= Dolfin Dolfin =

Dolfin Dolfin or Delfino Delfin, was a Venetian nobleman who served during the Fall of Constantinople in 1453.

==Origin and career==

Dolfin Dolfin, was born into the powerful Dolfin family of Venice, one of the oldest and most recognized noble families of the Serenissima. From a young age, he followed the "cursus honorum" of young Venetian noblemen, training in the army, the naval fleet, the law, and affairs of State.

When the time came, Dolfin began to serve the Venetian navy, which had the most powerful fleet of its day. His family had a long tradition in the Navy, reaching special notoriety when Giovanni Dolfin broke the Hungarian siege of Treviso in order to be crowned as Doge in 1356.
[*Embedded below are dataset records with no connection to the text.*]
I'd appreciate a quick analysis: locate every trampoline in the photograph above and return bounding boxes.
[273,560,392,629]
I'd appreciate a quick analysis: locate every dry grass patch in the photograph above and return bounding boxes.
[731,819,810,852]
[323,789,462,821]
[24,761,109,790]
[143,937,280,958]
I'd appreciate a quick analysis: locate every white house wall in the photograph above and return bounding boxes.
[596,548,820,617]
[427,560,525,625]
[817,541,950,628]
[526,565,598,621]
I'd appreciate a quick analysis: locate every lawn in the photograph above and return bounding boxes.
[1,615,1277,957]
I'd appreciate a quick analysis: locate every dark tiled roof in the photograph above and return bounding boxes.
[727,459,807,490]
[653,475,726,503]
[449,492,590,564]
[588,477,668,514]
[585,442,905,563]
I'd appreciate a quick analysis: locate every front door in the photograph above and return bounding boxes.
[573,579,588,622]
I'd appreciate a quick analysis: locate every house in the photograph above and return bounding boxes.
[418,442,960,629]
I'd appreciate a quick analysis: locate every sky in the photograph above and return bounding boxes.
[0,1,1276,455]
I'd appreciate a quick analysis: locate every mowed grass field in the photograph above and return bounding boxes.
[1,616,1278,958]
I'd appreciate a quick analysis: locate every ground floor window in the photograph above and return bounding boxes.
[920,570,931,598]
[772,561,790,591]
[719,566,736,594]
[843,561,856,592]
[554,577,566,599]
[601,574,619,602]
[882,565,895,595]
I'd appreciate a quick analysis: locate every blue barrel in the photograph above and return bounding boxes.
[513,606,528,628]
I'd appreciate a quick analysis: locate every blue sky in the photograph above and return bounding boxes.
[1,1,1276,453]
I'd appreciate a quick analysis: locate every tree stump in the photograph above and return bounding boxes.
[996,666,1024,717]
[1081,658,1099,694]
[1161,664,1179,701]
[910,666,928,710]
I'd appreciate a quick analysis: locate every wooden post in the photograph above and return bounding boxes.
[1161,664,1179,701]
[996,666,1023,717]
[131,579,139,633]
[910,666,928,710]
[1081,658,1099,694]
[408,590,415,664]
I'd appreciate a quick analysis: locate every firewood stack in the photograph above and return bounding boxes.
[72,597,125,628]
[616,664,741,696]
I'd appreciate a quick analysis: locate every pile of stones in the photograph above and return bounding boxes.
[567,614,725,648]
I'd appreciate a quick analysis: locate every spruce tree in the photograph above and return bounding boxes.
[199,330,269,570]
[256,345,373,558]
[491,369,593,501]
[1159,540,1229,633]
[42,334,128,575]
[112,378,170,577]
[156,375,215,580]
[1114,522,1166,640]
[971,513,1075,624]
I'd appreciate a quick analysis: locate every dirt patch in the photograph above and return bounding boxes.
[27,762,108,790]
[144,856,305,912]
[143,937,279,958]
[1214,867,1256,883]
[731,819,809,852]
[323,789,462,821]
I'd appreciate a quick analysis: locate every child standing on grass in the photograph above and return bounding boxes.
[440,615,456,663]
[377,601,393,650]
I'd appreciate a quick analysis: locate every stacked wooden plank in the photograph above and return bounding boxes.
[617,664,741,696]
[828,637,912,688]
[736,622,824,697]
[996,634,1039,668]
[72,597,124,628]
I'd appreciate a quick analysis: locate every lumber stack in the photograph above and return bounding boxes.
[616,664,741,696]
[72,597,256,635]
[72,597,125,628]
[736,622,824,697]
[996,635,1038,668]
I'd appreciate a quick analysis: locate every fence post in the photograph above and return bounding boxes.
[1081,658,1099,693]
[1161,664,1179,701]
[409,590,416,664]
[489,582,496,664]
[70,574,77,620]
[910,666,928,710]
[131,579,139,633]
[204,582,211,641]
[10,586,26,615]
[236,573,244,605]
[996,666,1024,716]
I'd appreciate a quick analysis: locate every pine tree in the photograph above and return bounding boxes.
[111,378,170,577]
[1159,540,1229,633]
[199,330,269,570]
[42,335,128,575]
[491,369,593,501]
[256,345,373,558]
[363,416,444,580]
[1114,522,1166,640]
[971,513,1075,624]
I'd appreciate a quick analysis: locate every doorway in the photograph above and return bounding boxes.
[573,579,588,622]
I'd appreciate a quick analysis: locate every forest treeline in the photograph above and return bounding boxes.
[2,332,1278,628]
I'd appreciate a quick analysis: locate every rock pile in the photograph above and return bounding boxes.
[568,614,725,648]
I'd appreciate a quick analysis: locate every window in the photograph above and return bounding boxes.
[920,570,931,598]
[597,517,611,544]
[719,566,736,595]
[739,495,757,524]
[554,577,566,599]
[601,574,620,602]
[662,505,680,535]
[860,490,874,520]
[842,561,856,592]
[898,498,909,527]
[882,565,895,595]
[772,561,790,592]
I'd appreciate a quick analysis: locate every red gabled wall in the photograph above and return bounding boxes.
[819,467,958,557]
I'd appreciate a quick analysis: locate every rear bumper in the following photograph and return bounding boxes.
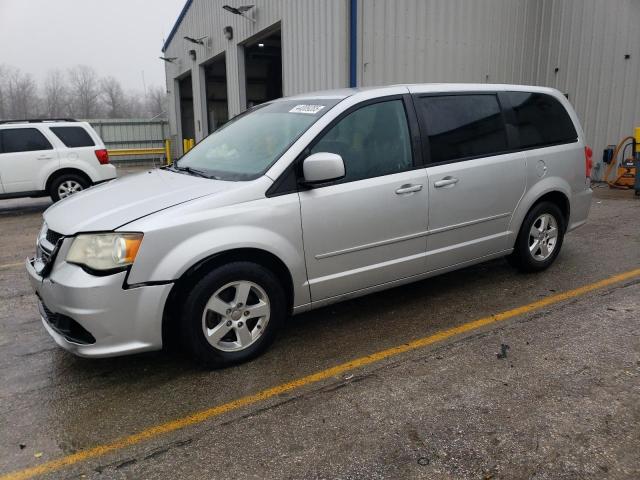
[568,187,592,232]
[26,257,172,358]
[92,164,117,183]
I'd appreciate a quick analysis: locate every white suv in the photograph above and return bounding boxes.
[0,119,116,201]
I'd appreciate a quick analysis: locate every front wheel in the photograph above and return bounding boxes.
[181,262,287,368]
[508,201,565,272]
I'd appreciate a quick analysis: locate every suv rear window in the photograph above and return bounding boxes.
[416,94,508,163]
[49,126,95,147]
[0,128,53,153]
[505,92,577,148]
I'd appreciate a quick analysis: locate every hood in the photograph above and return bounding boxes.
[44,169,239,235]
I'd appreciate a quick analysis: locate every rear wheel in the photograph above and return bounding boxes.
[50,174,89,201]
[181,262,286,368]
[508,201,565,272]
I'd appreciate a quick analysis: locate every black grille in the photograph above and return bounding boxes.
[45,229,63,245]
[39,301,96,345]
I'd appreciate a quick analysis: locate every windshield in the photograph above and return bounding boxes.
[175,99,341,181]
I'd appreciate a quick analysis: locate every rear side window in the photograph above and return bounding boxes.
[505,92,577,148]
[416,94,508,163]
[0,128,53,153]
[49,126,95,147]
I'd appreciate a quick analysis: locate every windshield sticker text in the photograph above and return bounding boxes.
[289,104,326,115]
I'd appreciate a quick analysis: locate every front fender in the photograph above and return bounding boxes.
[125,193,310,307]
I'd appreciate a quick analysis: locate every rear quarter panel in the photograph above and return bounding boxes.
[509,141,590,242]
[507,89,591,242]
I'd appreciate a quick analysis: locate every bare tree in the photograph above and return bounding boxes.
[125,93,145,118]
[7,67,38,119]
[43,69,68,118]
[67,65,101,118]
[0,64,8,119]
[100,76,127,118]
[145,85,167,119]
[0,63,167,121]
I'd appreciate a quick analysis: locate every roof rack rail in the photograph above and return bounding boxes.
[0,118,78,125]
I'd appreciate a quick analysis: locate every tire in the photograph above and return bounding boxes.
[181,261,287,368]
[508,201,565,273]
[50,173,90,202]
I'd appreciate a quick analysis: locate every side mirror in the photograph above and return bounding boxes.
[302,152,345,184]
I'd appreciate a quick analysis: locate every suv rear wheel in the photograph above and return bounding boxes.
[181,262,286,368]
[508,201,565,272]
[50,173,89,201]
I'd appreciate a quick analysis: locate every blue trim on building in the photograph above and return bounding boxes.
[349,0,357,87]
[162,0,194,52]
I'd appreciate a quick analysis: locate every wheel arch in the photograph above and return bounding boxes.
[534,191,570,228]
[161,248,295,349]
[510,178,572,244]
[45,168,93,193]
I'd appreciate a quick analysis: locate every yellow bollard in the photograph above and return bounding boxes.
[164,139,172,165]
[182,138,195,154]
[635,127,640,153]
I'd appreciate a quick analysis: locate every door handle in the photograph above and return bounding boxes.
[434,177,459,188]
[37,155,53,160]
[395,184,423,195]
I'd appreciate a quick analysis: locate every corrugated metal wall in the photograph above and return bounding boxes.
[529,0,640,180]
[357,0,539,85]
[165,0,640,176]
[163,0,348,148]
[357,0,640,179]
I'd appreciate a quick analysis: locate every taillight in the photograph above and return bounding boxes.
[584,146,593,178]
[95,149,109,165]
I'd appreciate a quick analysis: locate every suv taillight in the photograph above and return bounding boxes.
[95,149,109,165]
[584,146,592,178]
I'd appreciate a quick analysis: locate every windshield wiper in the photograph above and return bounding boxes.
[170,164,218,179]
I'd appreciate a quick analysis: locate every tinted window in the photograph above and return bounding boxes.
[418,95,507,162]
[50,126,95,147]
[0,128,53,153]
[310,100,412,183]
[417,95,508,163]
[506,92,577,148]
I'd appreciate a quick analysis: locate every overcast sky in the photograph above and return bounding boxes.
[0,0,186,91]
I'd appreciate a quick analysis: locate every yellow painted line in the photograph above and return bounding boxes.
[0,262,23,270]
[2,267,640,480]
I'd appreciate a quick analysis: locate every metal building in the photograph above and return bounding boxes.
[163,0,640,178]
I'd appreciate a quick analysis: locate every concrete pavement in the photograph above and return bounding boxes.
[0,184,639,479]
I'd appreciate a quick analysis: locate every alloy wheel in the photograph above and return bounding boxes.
[57,180,84,199]
[528,213,558,261]
[201,281,271,352]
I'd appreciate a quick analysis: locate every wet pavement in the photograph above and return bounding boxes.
[0,183,639,479]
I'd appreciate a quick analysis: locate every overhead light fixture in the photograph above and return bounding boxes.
[222,4,256,23]
[223,26,233,40]
[258,43,264,47]
[184,35,207,45]
[159,56,177,63]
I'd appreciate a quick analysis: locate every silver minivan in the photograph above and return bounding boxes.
[26,84,592,367]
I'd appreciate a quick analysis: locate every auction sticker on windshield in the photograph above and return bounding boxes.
[289,104,326,114]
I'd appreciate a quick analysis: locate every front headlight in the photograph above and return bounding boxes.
[66,233,143,272]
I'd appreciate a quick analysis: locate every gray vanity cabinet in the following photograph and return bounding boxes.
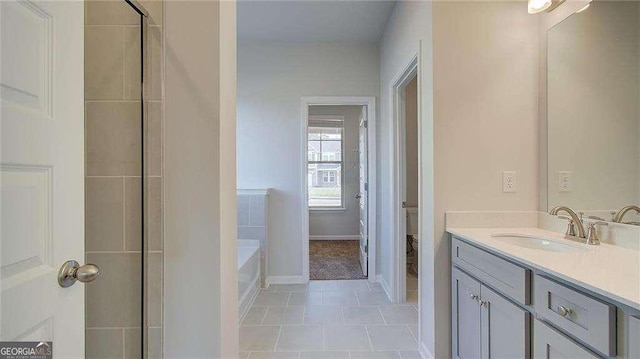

In the 15th century, Venice controlled most of the Mediterranean, and had important interests in the rump Byzantine Empire. Therefore, when the Ottomans began their siege of the Byzantine capital, Constantinople, the Venetian fleet was immediately involved in its defence. During the siege, Dolfin was commanded to defend the north gate of the city walls, which he managed with great success. When Giacomo Coco, admiral of the Christian fleet died while trying to burn the Turkish fleet, Dolfin was put in charge of it. Dolfin Dolfin survived the fall of the city.